The Coast Guard Cutter Alexander Hamilton was built at the New York Navy Yard as a member of the “Secretary of Treasury Class” of high-endurance cutters. The keel was laid Sept. 11, 1935, and the cutter was launched Jan. 6, 1937. The ship spent several years patrolling the West Coast, spending the majority of that time in the Bering Sea.
Prior to the United States entering World War II, the cutter Alexander Hamilton was ordered to return to the East Coast to participate in neutrality patrols - a set of missions ordered by President Roosevelt to help protect the coast of the United States.
In September 1941, following the sinking of the U.S. naval destroyer Greer off the coast of Iceland by a German U-Boat, President Roosevelt gave the Navy and Coast Guard “shoot on sight” orders for any vessels threatening the safety of American vessels.
The Coast Guard Cutter Alexander Hamilton responded by painting the once white cutter in gray camouflage and doing additional readiness drills.
On Dec. 7, while the crew of the Alexander Hamilton was undergoing repairs in Norfolk, Va., the Japanese attacked the Naval Pacific Fleet at Pearl Harbor and the United States entered the war.
On Jan. 29, 1942, the crew of the Alexander Hamilton patrolled the Icelandic coast near Reykjavik when the ship was torpedoed on the starboard side by a German U-Boat. The attack left the cutter powerless and severely damaged. The U.S. naval destroyer Gwinn came alongside and took on the crewmembers. Attempts were made by several British and American vessels to salvage the Alexander Hamilton, but the efforts were later deemed useless as the ship capsized and sank lower into the water.
Rescue efforts were abandoned, and the Alexander Hamilton was sent to the bottom of the sea after being fired on three times by the American destroyer USS Ericsson. The initial torpedo explosion killed 26 Coast Guardsmen, and six later died as a result of their injuries. In all, 32 men would perish while 81 survived.
The exact location of the final resting place of the Coast Guard Cutter Alexander Hamilton remained unknown until Aug. 19, 2009, when the Icelandic Coast Guard found a shipwreck in Faxaflói, or Faxe Bay, 28 miles off the coast of Iceland. The wreck was later positively identified as the Alexander Hamilton.
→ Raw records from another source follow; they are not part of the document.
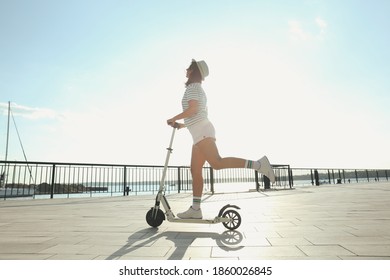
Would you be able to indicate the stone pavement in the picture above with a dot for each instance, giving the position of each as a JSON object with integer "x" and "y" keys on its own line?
{"x": 328, "y": 222}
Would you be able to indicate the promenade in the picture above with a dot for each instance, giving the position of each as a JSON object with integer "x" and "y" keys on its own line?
{"x": 332, "y": 222}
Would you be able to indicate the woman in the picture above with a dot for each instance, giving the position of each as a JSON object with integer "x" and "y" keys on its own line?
{"x": 204, "y": 148}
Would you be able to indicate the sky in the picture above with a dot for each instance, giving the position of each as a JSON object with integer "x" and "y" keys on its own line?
{"x": 305, "y": 82}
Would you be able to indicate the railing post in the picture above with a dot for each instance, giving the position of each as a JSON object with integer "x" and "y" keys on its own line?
{"x": 178, "y": 180}
{"x": 53, "y": 175}
{"x": 257, "y": 181}
{"x": 125, "y": 189}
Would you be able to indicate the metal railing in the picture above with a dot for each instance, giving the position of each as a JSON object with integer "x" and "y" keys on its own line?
{"x": 63, "y": 180}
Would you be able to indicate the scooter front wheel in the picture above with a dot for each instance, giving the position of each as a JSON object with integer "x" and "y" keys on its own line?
{"x": 155, "y": 219}
{"x": 235, "y": 219}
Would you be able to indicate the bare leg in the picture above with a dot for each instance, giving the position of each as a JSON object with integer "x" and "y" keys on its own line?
{"x": 209, "y": 150}
{"x": 197, "y": 162}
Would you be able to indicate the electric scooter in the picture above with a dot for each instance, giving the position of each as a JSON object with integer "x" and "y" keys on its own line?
{"x": 228, "y": 216}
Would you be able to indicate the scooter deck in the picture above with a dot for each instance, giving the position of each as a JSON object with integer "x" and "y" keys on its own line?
{"x": 200, "y": 221}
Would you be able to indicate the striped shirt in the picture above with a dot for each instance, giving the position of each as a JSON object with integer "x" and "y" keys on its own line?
{"x": 195, "y": 91}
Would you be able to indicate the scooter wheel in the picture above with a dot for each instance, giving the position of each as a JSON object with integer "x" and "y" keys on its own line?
{"x": 155, "y": 219}
{"x": 235, "y": 219}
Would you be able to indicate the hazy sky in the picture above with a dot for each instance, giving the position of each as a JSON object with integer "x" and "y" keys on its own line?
{"x": 305, "y": 82}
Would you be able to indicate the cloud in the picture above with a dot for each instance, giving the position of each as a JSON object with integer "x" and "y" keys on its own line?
{"x": 309, "y": 33}
{"x": 29, "y": 112}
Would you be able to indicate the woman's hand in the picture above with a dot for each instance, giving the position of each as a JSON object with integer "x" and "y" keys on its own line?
{"x": 172, "y": 122}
The Coast Guard Cutter Eagle was the first Coast Guard vessel to visit and pay respects to the final resting place of the cutter and the crew.
"This stop was an important and historical part of the Eagle's summer and perfectly compliments our ship’s training mission," said Lt. Jeff Janaro. "The cadets aboard the ship are familiar with Coast Guard history, and this ceremony shows them the importance of tradition and sacrifice as we reflect on our service’s heroes."